Simulation Directory Structure¶

The sim/ directory contains all testbench and verification artifacts:

sim/tb/: Verilog testbenches mapped to a specific software applications.
sim/mem/: Pre-compiled memory files (in hexadecimal format) used to initialize IROM and DMEM for simulation.

Toolchain Setup¶

The primary tool used for simulation is Vivado 2025.2. For installation instructions, refer to the NUS CG3207 Lab Guide or consult the official Xilinx documentation.

Simulation Guide¶

Simulations for Mach-V are performed by targeting the Wrapper.v module as the Device Under Test (DUT). Acting effectively as a virtual motherboard, this module connects the processor core to peripherals like UART and memory.

Debugging the Pipelined Processor¶

Personally speaking, debugging a pipelined microarchitecture can be tedious due to instructions overlapping across different stages. To simplify this process, I recommend propagating the current PC value through every stage of the pipeline.

By latching PCF into successive pipeline registers (e.g., PCD, PCE, PCM, PCW), you can easily identify exactly which instruction is occupying a specific stage at any given cycle.

For example, the waveform below shows the Decode (Dec) stage while executing the Coremark application:

In the waveform above, the PCD signal indicates the instruction currently residing in the Dec stage. This makes it significantly easier to verify if the control signals match the expected behavior. For reference, here is the corresponding snippet from prog.dump:

400000:   0080006f           j 400008 <_init_reg>
400004:   0000006f           j 400004 <_end>
400008:   00000093           li ra,0
40000c:   00000113           li sp,0
400010:   00000193           li gp,0
400014:   00000213           li tp,0

Warning

While this method has been effective for Phase 2 of Mach-V, there may be more efficient debugging techniques. I will continue to explore other methods and update this section as the design evolves.

Handling "Fly-Away" Situations (Undefined States)¶

Occasionally, you may encounter a situation where signals (such as PCF) suddenly transition to XXX (undefined). This usually indicates that the processor has entered an invalid state. These issues can be difficult to trace, but below are some common causes I have encountered.

Rule of Thumb

Locate the last valid instruction in the waveform before the signals go undefined. Use the PC value of that instruction to find the corresponding RISC-V instruction in your prog.dump file (generated after running make).

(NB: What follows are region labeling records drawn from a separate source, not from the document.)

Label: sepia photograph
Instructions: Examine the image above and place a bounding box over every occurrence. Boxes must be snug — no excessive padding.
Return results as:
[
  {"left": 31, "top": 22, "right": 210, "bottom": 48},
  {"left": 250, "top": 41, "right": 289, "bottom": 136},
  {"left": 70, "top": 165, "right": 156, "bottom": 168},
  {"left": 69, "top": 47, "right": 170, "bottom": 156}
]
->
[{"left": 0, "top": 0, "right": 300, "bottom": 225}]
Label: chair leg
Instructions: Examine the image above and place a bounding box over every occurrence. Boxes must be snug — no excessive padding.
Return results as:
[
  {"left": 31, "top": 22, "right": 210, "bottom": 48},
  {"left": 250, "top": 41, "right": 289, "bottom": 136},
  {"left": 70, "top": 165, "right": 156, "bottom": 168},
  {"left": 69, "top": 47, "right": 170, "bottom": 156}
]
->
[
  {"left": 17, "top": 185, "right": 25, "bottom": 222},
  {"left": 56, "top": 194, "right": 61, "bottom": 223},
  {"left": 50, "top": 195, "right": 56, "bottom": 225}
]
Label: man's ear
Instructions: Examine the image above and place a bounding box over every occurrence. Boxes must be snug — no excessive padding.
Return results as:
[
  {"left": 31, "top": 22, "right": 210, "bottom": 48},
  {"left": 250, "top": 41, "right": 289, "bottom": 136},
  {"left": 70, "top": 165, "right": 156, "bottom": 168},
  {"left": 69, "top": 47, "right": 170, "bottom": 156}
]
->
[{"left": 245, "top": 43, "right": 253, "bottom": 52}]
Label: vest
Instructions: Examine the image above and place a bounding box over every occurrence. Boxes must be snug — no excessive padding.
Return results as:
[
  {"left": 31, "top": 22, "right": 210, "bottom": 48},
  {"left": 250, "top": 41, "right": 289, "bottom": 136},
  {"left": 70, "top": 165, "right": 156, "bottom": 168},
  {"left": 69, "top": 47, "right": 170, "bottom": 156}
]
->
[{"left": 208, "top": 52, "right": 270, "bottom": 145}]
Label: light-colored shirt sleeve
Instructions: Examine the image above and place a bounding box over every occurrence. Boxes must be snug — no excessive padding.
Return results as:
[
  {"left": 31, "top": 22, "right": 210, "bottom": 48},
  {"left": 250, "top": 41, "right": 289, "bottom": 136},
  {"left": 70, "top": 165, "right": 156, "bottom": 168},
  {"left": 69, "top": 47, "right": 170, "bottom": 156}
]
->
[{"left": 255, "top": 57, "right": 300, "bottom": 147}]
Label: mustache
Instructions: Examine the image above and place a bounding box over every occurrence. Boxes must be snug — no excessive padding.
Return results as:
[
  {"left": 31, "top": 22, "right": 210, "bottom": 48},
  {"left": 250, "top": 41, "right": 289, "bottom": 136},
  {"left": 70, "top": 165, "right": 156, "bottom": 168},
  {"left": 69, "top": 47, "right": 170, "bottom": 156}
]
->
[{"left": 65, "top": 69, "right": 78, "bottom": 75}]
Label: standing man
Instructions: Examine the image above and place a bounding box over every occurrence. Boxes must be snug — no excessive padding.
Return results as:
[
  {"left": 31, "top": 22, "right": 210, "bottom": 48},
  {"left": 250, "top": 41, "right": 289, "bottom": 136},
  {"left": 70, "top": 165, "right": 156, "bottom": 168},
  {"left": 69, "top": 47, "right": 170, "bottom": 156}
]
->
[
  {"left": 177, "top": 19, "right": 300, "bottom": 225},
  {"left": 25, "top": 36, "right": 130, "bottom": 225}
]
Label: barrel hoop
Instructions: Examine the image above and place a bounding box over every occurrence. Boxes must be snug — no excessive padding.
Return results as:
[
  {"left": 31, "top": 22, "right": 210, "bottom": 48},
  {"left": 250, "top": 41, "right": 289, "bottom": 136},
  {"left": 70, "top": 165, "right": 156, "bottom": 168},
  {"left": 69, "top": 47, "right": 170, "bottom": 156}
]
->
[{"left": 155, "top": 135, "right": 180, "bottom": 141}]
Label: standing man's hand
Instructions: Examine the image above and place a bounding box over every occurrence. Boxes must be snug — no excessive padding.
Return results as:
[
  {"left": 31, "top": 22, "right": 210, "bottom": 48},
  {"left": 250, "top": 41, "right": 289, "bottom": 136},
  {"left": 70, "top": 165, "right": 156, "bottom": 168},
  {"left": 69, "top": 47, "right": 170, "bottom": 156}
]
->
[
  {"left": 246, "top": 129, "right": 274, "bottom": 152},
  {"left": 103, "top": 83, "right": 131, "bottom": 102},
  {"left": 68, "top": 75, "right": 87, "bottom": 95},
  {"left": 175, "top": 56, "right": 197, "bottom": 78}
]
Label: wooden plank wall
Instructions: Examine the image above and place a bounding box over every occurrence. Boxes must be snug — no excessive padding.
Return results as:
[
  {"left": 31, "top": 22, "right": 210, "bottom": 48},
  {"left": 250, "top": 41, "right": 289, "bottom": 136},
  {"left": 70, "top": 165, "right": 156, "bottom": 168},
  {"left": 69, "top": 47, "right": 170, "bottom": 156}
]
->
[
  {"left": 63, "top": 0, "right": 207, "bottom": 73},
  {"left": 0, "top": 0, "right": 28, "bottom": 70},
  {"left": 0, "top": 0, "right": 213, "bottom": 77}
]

`lw` Loading from an Invalid Address¶

This issue typically occurs when a load instruction attempts to access an address that is not mapped to the DMEM. If the data is missing from the memory initialization, the simulation returns undefined values.

To resolve this, check if the source address of the load instruction falls within a section that has been put into the DMEM. This kind of information is specified in the linker script (ld.script).

Tip

A common pitfall is the .rodata (read-only data) section. Ensure that .rodata is explicitly included in the DMEM mapping in your linker script.